Hi leoniru and welcome to the forums. This machine (with the tracks) are much more expensive when new, and by far more difficult to find in good condition used. Don't let the others intimidate you on what you spent. While $500 may be a tad high, you didn't do all that bad. It is a good machine and should serve you many years. (BTW, the older you get the more you will appreciate it. Take it from one older than yourself). 

If you need an owners manual for your machine, you can download one here: http://www.snowblowerguide.com/manuals/Honda%20HS55.pdf

One of the most important things to check on any used snowblower is the height and condition of the scrapper bar. In your case it's the clearance of the skid plate; on page 13. Also check the track adjustment; on page 28.

If you do find you need a new belt on your Honda, here's a good website that shows you how to change it. 
http://www.authorstream.com/Presentation/erguy63-864901-how-to-change-honda-snowblower-belt/

The drive belt OEM number is 22431-736-003 A-28.4 (5/8"x33"), Honda Code 2006377. Should run around $10. 
The auger belt is 22432-736-003, B31.3, Honda Code 1950674. Around $20. 
Can find them here: Boat Parts (There may be many other places on the Internet that sell Honda parts.

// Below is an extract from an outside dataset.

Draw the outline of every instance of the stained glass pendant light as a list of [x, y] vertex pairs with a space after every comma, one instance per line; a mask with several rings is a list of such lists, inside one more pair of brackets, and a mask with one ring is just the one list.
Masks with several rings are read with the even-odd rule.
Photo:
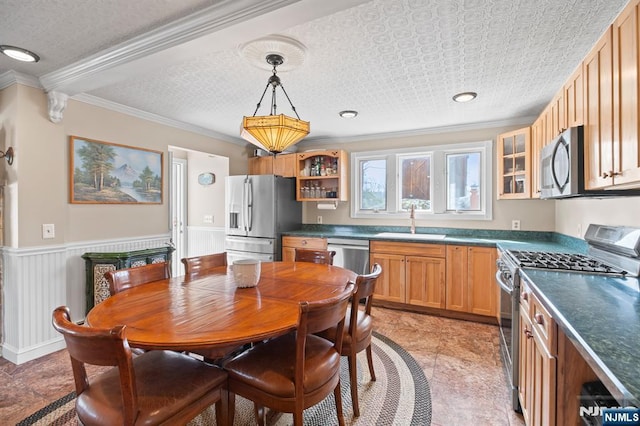
[[[240, 136], [265, 151], [278, 154], [300, 142], [307, 136], [309, 134], [310, 124], [308, 121], [300, 119], [296, 108], [293, 106], [291, 99], [289, 99], [289, 95], [287, 95], [287, 92], [284, 90], [280, 77], [276, 75], [276, 67], [282, 65], [284, 58], [278, 54], [270, 54], [267, 55], [266, 60], [267, 63], [273, 67], [273, 74], [269, 77], [269, 81], [267, 81], [267, 86], [264, 92], [262, 92], [253, 116], [245, 116], [242, 119]], [[270, 115], [256, 116], [269, 87], [271, 87], [271, 113]], [[278, 87], [282, 89], [284, 96], [287, 98], [287, 101], [289, 101], [289, 105], [291, 105], [291, 109], [297, 118], [284, 114], [276, 114], [276, 89]]]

I recommend buying only OEM belts for your equipment).

I would also like to recommend that you use of mid-grade gas minimum (if your gas contains Ethanol) and always is a gas stabilizer such as Sta-Bil Ethanol, Sta-Bil Marine or Sea-Foam in your gas. Put it in right at or before the gas station, before you fill up the gas container. This is especially true if you plan to store the Honda over the summer with gas in it. (Otherwise drain it out or run it dry, before storage).

Best of luck with your new snowblower. You are going very glad you bought it as this is shaping up to be a very nasty winter.


----------



## leoniru (Nov 26, 2014)

Tried the HS55 again today and was much happier with it's performance.
I also removed the belt cover and both belts are in bad shape - the drive much worse than the auger belt. It's missing some inner sections of material here and there.
Also seems to be issues with bearings or bushings. When I turn the impeller by hand, it makes some very nasty metal-to-metal sounds. 
I'm surprised the durn thing moved snow at all.
Any hints on where to obtain a service manual? I found the owners online for free, but I don't even see a service manual on ebay - only one labeled a supplement.
I'm not afraid to start tearing into it without a manual, but I know from past experiences that service manuals were created for a reason, namely getting from assembly A to assembly B in the shortest time without breaking stuff or pulling hair out. Especially stuff on a machine that has many NLA parts.

Thanks to everyone who took the time to reply and welcome me.


----------



## Rockproof (Jan 12, 2013)

This one covers the HS55 and HS80:


----------



## jtclays (Sep 24, 2010)

leoniru said:


> Also seems to be issues with bearings or bushings. When I turn the impeller by hand, it makes some very nasty metal-to-metal sounds.
> I'm surprised the durn thing moved snow at all.
> .


Welcome to the forum
Try disconnecting the spark plug first. Pull your belt cover and locate the auger brake arm. Manually retract that away from the pulley and the try either turning the pulley or the impeller and see if the metal on metal sound goes away. While you have the brake retracted, wiggle either the impeller shaft or pulley and look for slop where the impeller shaft passes through the bucket and attaches to the pulley.


----------